Create Chunks in a Sharded Cluster在分片群集中创建区块

In most situations a sharded cluster will create/split and distribute chunks automatically without user intervention. 在大多数情况下,分片集群将自动创建/分割和分发块,而无需用户干预。However, in a limited number of cases, MongoDB cannot create enough chunks or distribute data fast enough to support the required throughput.然而,在数量有限的情况下,MongoDB无法创建足够的块或以足够快的速度分发数据以支持所需的吞吐量。

For example, if you want to ingest a large volume of data into a cluster that is unbalanced, or where the ingestion of data will lead to data imbalance, such as with monotonically increasing or decreasing shard keys. 例如,如果要将大量数据摄取到不平衡的集群中,或者摄取数据将导致数据不平衡,例如单调增加或减少分片键。Pre-splitting the chunks of an empty sharded collection can help with the throughput in these cases.在这些情况下,预先分割空分片集合的块有助于提高吞吐量。

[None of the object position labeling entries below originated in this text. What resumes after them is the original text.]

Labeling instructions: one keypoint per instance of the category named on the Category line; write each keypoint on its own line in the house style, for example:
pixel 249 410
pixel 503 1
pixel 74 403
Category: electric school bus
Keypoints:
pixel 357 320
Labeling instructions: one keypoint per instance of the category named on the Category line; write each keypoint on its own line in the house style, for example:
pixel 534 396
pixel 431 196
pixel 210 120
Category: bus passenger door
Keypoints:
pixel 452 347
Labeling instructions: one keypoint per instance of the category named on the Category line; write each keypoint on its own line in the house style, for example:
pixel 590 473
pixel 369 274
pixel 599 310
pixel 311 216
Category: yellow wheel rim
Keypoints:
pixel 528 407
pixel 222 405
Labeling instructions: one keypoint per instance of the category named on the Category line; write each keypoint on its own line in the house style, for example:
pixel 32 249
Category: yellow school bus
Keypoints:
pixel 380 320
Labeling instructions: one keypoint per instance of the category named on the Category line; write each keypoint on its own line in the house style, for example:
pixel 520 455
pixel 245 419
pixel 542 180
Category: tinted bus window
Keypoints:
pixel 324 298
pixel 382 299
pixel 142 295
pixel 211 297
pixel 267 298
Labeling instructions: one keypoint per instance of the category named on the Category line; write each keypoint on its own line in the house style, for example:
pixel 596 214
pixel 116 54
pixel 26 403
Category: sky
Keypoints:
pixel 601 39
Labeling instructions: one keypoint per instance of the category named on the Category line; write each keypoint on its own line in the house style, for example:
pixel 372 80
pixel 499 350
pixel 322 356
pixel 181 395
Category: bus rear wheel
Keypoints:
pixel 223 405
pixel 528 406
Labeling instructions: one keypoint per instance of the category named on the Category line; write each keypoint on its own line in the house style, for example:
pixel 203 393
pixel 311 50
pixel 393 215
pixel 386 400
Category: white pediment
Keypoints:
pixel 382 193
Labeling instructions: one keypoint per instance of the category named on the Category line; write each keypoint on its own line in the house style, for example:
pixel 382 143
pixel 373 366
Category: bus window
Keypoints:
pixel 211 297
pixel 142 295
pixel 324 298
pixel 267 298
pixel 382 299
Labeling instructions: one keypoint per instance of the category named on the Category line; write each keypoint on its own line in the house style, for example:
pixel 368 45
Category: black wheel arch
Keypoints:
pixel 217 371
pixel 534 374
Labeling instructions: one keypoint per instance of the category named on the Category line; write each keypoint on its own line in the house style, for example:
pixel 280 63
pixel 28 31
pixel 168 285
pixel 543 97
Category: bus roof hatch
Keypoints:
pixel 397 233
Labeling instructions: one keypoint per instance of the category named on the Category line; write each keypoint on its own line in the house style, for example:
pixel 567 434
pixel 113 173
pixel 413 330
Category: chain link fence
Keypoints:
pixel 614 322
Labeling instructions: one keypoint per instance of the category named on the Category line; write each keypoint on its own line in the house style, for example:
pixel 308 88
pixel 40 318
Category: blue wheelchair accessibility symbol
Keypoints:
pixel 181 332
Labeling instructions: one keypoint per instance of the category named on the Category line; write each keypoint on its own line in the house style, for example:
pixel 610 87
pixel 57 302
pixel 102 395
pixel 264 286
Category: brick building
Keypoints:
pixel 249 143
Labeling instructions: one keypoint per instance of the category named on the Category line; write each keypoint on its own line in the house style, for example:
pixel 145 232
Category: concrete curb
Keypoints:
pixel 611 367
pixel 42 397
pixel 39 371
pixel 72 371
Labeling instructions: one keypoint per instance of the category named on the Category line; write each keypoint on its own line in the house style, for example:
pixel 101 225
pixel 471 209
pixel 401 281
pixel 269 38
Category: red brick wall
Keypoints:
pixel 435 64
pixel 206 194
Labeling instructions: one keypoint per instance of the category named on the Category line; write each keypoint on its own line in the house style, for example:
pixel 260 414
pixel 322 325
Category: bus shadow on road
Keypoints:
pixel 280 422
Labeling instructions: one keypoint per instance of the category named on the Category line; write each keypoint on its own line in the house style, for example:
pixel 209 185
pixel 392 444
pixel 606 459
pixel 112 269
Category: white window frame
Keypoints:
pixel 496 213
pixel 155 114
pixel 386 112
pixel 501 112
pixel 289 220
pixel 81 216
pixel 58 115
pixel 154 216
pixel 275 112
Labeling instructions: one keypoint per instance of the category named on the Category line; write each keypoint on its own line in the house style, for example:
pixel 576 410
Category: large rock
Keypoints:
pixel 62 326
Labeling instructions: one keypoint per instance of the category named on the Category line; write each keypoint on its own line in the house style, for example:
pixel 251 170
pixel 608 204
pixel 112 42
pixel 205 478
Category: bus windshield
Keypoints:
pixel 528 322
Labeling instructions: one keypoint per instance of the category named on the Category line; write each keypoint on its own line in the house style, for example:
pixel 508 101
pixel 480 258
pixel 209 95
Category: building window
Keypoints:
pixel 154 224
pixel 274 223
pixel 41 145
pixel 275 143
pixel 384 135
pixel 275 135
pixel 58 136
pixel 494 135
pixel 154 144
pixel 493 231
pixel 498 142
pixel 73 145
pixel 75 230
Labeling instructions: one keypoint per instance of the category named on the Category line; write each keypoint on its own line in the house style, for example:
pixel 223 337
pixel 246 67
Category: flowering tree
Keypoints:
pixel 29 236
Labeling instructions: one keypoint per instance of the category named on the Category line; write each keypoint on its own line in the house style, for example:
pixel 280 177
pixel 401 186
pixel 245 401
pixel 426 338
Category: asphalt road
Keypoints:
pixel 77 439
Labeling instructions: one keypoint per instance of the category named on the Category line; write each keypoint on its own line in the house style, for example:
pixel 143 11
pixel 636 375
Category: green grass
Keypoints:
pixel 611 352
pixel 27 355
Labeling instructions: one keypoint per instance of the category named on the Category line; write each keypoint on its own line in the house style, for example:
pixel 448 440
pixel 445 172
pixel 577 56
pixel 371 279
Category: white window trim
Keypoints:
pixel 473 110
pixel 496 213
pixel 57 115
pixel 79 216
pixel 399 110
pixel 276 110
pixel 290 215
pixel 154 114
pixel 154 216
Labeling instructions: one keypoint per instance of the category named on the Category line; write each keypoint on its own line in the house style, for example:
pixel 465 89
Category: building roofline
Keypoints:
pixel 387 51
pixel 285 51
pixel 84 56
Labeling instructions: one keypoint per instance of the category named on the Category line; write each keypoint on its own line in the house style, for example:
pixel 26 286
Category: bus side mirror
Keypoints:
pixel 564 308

Alternatively, starting in MongoDB 4.0.3, by defining the zones and zone ranges before sharding an empty or a non-existing collection, the shard collection operation creates chunks for the defined zone ranges as well as any additional chunks to cover the entire range of the shard key values and performs an initial chunk distribution based on the zone ranges. 或者,从MongoDB 4.0.3开始,通过在对空集合或不存在的集合进行分片之前定义区域和区域范围,分片集合操作会为定义的区域范围以及任何其他块创建块,以覆盖整个分片键值范围,并基于区域范围执行初始块分配。For more information, see Empty Collection.有关详细信息,请参阅清空集合

Warning警告

Only pre-split chunks for an empty collection. 空集合仅预拆分块。Manually splitting chunks for a populated collection can lead to unpredictable chunk ranges and sizes as well as inefficient or ineffective balancing behavior.手动拆分填充集合的块可能会导致不可预测的块范围和大小,以及低效或无效的平衡行为。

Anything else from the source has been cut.